The idea that the artery as a target tissue determines and regulates uptake of locally delivered drug is biologically appealing and consistent with concern raised as to the validity of evaluation of devices and drug-elution in preclinical animal models that employ normal blood vessels(14
). Though animal models cannot predict human efficacy they can be used to test mechanism of action(49
). When uninjured animal vessels are examined the extrapolation of mechanism to the clinical condition may be limited. The change in drug uptake and retention with tissue architecture and disease can begin to explain seemingly disparate findings from different clinical trials(15
). It is only when drug binding to specific tissue sites is added to transport considerations(44
) that one can account for the differential deposition and distribution of drugs of near identical molecular weight, similar lipophilicity and solubility across similar arterial tissue.
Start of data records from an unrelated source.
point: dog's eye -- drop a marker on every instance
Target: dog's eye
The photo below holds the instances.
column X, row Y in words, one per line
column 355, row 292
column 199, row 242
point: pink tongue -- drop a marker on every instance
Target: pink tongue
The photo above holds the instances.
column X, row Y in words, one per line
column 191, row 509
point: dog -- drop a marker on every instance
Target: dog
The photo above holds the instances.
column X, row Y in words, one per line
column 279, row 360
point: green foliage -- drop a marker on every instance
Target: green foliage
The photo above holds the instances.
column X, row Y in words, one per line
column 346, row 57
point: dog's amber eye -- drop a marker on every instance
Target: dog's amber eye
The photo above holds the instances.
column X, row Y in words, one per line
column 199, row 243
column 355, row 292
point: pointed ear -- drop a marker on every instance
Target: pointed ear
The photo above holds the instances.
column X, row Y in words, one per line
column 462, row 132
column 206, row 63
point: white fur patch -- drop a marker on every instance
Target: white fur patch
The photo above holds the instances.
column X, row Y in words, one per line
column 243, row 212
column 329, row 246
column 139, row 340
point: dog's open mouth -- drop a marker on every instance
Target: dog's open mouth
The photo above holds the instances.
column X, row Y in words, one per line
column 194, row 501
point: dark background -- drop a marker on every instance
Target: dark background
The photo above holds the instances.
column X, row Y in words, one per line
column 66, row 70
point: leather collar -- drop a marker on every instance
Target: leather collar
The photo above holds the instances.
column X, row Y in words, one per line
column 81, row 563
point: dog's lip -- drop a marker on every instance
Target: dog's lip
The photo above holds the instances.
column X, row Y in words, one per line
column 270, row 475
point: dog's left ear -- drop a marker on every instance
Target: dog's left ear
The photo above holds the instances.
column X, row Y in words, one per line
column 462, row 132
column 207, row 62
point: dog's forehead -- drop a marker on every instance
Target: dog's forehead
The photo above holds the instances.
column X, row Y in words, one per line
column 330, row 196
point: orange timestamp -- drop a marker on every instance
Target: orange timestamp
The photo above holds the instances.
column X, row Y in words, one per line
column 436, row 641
Binding in turn requires an understanding of the kinetics of tissue response to injury. Indeed, the specific targets of the leading drugs eluted from stents, paclitaxel and sirolimus analogs, may express more abundantly in recruited inflammatory cells than in the native artery itself. Thus, the reaction of an artery first to the initial injury, then to the vascular repair and finally to the very effect of eluted drug will in turn influence drug absorption and distribution. It is in this way that different drugs can be absorbed by the same artery differently even at identical degrees of injury, cell infiltration and lipid insudation.